Pada sisi belanja daerah selama kurun waktu 2002-2006 menunjukkan perkembangan kapasitas
pembiayaan pembangunan yang semakin memadai, dimana jumlah dan proporsi belanja
pembangunan (belanja publik) dalam struktur belanja daerah mengalami peningkatan. Alokasi
belanja daerah yang terealisasi sebesar Rp. 955 Milyar (2002) telah dapat ditingkatkan menjadi
Rp. 1.091,81 Milyar pada tahun 2004, selanjutnya pada tahun 2005 dan 2006 ditargetkan
masing-masing sebesar Rp. 1.618,99 Milyar dan Rp. 2.043,52 Milyar3).

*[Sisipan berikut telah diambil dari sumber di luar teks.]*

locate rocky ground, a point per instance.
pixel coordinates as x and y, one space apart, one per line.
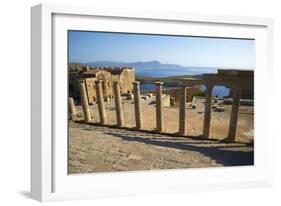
94 148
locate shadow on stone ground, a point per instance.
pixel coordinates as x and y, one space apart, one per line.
227 154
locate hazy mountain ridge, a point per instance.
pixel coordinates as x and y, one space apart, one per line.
154 68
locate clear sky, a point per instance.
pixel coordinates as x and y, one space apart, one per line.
187 51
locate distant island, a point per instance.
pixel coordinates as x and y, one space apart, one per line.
153 68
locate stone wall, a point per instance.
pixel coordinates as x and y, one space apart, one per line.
125 75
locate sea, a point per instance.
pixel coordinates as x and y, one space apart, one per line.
219 91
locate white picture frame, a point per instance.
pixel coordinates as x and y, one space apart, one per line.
49 179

Berdasarkan realisasi
belanja daerah 2002-2004 serta target tahun 2005-2006, rata-rata proporsi alokasi belanja
pembangunan (terdiri dari belanja publik, belanja bagi hasil dan bantuan keuangan, serta belanja
tak disangka) adalah sebesar 68,96% per tahun, dimana proporsi alokasi pada tahun 2006
ditargetkan sebesar 79,59% atau Rp. 1.626,43 Milyar3). Sedangkan permasalahan pokok dalam
penerapan belanja daerah selama kurun waktu 2002-2005 adalah belum efisiennya prioritas
alokasi belanja daerah secara proporsional, serta masih terbatasnya kemampuan
pengelolaannya termasuk dalam melaksanakan prinsip transparansi dan akuntabilitas, serta
profesionalisme.
E. Perencanaan Daerah
1. Perencanaan Pembangunan
Selama periode 2002-2004, pengimplementasian perencanaan pembangunan daerah diawali
dengan diterbitkannya Perda No. 2 Tahun 2002 Tentang Rencana Strategis Daerah (Renstrada)
Provinsi Banten 2002-2006, sebagai pedoman penyelenggaraan pemerintahan dan
pembangunan lima tahunan, yang ditindaklanjuti oleh tersusunnya seluruh Renstra
Sekretariat/Badan/Dinas/Kantor. Sedangkan dalam upaya meletakkan landasan pembangunan
jangka panjang (20 tahun) diterbitkan pula Perda No. 11 Tahun 2003 tentang Pola Dasar
Pembangunan Jangka Panjang Provinsi Banten 2002-2022.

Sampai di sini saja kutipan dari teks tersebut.